Please help me and give me any comments and suggestions
Task:
Some people think that a sense of competition in children should be encouraged. Others believe that children who are taught
to co-operative rather than compete become more useful adults.
Discuss both views and give your opinion.
In the modern word, the way children build up their characters is very important. If they educate well then we will have a
good society and if not, many problems will be occurred. One of these educations for children is the sense of competition.
In this piece of writing, I would like to express my personal views about whether children should encourage to compete and
is it better that we encourage them to work together rather to compete with each other.
There are reasons which prove that competition is useful for children. Firstly, reaching to many things in our life needs
to compete with other people. Then, children should learn it and if they couldn't compete with others, they eill not be
succeed in their future. Secondly, without a real competition, we couldn't understand which children is better. This means
that we should see them in the same level. Thus, nobody could find that which children could be better in specific areas,
such as education. Finally, competition encourages children to work harder and try more for their future.
However, competition has some negative effects when it compare to co-operative works. The major reason is that competition
can have a negative effect on some children. It destroys their sprite and then departs them from community. Moreover, it
can affect children relationship with their peers. Team work, on the other hand, can give them a sense of sharing and
promote ethical values.
Personally I think that although competition has some negative effects, but it is necessary for living and people should
encourage their children to be the best in their positions. Besides, co-operative works help children to share their ideas
with their friends and it is also constructive and should be considered by parents.

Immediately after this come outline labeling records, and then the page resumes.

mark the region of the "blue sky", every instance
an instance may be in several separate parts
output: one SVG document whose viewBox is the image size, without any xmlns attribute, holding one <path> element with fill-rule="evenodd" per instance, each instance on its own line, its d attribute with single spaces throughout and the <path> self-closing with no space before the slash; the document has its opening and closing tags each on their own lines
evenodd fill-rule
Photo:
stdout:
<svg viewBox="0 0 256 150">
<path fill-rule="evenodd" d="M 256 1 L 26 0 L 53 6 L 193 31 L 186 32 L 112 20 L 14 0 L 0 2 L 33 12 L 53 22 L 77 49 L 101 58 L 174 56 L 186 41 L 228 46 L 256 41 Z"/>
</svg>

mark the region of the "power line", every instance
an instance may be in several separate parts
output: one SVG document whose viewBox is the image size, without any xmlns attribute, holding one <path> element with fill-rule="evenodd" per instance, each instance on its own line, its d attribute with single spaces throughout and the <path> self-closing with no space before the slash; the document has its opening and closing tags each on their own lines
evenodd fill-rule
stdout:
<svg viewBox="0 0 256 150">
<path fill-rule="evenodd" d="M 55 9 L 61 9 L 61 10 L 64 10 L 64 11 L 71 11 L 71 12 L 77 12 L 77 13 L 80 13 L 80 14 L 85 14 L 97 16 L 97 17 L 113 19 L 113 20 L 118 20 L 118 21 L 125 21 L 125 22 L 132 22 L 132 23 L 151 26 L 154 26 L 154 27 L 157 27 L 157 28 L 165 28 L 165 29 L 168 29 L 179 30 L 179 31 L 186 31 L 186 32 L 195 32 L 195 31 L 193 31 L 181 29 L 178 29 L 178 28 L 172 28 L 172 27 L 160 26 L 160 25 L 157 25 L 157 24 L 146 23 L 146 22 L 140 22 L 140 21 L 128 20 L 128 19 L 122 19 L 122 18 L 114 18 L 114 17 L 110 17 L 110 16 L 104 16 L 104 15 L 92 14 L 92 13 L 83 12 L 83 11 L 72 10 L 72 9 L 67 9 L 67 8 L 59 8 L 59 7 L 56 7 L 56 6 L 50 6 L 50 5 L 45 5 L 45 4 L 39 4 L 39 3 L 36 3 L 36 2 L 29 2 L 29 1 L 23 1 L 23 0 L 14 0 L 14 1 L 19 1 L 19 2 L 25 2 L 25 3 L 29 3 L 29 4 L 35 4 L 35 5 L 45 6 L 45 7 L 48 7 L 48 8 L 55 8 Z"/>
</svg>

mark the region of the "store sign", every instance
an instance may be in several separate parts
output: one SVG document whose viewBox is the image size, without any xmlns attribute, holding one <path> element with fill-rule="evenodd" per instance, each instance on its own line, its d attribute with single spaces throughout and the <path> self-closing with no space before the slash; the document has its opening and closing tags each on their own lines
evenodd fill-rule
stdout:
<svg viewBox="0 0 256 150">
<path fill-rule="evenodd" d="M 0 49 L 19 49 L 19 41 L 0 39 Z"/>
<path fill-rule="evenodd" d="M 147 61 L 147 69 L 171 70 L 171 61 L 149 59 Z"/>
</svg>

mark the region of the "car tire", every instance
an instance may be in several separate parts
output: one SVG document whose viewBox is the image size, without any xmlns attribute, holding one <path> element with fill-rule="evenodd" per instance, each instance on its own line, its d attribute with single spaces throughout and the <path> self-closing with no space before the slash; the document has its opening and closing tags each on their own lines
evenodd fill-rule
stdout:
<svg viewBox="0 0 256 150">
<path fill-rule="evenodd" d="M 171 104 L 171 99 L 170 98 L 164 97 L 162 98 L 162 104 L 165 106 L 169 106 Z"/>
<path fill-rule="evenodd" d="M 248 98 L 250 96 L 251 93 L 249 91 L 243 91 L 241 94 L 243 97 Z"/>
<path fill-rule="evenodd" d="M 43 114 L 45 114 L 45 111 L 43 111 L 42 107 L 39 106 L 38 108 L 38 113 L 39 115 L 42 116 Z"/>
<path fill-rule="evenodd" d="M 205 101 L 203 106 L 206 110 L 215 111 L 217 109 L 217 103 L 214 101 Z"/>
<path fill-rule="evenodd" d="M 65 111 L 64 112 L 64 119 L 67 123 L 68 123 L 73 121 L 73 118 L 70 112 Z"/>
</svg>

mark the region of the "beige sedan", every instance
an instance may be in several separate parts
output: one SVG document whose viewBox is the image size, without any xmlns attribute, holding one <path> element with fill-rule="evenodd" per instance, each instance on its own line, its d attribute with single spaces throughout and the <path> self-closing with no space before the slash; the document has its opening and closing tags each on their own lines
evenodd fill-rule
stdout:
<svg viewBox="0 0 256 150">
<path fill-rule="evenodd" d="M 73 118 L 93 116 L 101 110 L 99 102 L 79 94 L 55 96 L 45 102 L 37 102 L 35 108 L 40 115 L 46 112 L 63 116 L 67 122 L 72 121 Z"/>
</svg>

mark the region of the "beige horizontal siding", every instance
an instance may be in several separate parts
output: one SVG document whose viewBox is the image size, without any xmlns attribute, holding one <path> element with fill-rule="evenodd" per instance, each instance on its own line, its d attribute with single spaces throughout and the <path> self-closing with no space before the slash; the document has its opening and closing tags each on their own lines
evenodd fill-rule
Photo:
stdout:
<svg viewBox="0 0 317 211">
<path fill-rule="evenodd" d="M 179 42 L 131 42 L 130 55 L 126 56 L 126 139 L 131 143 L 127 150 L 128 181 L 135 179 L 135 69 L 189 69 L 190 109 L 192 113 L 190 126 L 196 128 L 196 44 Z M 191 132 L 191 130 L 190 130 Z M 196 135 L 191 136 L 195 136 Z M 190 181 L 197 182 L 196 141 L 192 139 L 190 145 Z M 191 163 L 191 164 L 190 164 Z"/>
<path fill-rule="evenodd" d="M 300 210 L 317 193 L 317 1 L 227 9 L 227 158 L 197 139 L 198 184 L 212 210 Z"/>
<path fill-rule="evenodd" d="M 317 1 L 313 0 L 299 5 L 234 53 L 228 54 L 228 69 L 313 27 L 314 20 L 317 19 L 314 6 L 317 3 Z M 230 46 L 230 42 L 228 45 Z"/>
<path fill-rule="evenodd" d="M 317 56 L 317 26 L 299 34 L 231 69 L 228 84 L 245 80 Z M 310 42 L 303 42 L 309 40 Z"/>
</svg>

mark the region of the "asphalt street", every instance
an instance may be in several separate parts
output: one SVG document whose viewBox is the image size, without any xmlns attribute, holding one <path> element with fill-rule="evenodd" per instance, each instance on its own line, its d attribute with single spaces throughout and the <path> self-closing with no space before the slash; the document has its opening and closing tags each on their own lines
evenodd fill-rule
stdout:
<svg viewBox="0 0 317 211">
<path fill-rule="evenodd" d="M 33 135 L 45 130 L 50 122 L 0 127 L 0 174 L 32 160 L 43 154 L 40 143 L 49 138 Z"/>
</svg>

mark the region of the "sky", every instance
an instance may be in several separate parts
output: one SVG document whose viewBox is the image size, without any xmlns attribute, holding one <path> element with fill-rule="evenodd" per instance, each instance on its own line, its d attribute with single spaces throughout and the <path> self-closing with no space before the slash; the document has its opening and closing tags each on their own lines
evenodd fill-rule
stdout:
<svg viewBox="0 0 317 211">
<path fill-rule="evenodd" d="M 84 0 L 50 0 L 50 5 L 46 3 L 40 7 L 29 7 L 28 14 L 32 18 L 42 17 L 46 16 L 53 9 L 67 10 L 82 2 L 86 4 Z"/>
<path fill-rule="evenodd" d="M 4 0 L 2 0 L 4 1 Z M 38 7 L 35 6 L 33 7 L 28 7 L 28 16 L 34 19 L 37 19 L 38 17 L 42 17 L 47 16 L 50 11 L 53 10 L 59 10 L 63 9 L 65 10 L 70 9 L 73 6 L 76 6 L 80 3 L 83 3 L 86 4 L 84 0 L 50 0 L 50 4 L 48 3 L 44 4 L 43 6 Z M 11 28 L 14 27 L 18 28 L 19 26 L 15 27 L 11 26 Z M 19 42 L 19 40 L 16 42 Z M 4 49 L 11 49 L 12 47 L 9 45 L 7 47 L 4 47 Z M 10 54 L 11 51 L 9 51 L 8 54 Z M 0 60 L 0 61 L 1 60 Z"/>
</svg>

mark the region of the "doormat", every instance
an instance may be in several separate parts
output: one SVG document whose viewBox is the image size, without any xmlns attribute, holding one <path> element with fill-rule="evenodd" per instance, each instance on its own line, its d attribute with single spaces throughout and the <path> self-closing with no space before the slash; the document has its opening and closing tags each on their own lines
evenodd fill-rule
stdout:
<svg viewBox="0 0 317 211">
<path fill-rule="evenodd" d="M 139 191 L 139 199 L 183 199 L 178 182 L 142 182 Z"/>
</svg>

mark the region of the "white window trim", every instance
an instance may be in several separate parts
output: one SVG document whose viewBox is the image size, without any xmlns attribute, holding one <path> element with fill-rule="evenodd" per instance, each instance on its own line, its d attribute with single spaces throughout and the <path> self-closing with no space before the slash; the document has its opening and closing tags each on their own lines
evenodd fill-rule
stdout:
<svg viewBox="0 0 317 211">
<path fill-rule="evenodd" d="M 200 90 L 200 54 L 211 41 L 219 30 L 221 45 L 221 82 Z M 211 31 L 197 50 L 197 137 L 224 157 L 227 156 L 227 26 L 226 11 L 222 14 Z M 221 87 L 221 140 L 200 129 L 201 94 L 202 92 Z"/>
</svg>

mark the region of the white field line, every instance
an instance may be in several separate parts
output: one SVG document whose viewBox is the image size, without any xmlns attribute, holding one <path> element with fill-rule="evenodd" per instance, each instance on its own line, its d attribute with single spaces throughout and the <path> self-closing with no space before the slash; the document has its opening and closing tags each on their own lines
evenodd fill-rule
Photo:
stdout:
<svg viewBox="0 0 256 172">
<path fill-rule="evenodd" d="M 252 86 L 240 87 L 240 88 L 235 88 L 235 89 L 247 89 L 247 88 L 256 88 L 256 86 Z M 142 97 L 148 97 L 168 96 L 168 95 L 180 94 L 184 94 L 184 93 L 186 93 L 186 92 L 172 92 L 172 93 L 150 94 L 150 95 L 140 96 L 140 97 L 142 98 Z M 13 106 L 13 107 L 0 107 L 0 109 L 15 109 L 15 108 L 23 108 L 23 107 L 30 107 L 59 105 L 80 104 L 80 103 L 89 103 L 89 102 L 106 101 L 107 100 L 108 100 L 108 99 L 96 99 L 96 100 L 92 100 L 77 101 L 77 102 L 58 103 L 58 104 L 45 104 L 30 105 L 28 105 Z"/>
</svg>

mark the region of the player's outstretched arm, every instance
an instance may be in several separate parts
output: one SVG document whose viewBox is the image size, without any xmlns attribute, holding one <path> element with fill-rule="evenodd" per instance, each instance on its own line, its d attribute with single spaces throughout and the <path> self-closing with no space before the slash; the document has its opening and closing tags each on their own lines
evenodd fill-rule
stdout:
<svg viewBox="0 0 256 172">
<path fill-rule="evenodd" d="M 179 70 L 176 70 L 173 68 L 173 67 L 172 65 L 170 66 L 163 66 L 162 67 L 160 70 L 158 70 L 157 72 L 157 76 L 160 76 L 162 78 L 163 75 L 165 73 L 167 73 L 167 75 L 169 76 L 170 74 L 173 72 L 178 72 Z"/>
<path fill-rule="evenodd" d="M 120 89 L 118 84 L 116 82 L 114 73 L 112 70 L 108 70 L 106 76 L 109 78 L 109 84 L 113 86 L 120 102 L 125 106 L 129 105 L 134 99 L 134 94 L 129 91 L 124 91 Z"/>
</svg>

they educate => they ARE educateD
I think you just have to write 1 sentence as the motivator.
I would like to express... => You need to state that you are going to discuss both these views too.
useful => I'd use GOOD
reaching to many things in our life needs to compete with other people => IN ORDER TO ACHIEVE GOALS IN LIFE, CHILDREN need to compete with OTHERS.
Then => THEREFORE
couldn't => CAN'T
be succeed => it must be either "be SUCCESSFUL" or "SUCCEED"
couldn't understand => WON'T BE ABLE TO understand
which children is better => which CHILD is better
This mean that we should see them in the same level => This sentence is not clear. Revise it!
Thus nobody could find that which children could be better in specific areas. => You are repeating what you just said in the two previous sentences, just in a little different way. Don't repeat yourself!
Instead of listing the advantages, I think you should concentrate on explaining only 1 or 2 advantages properly, and try to give an example if possible.
Also, use synonyms for words like "compete" or "could" or "better".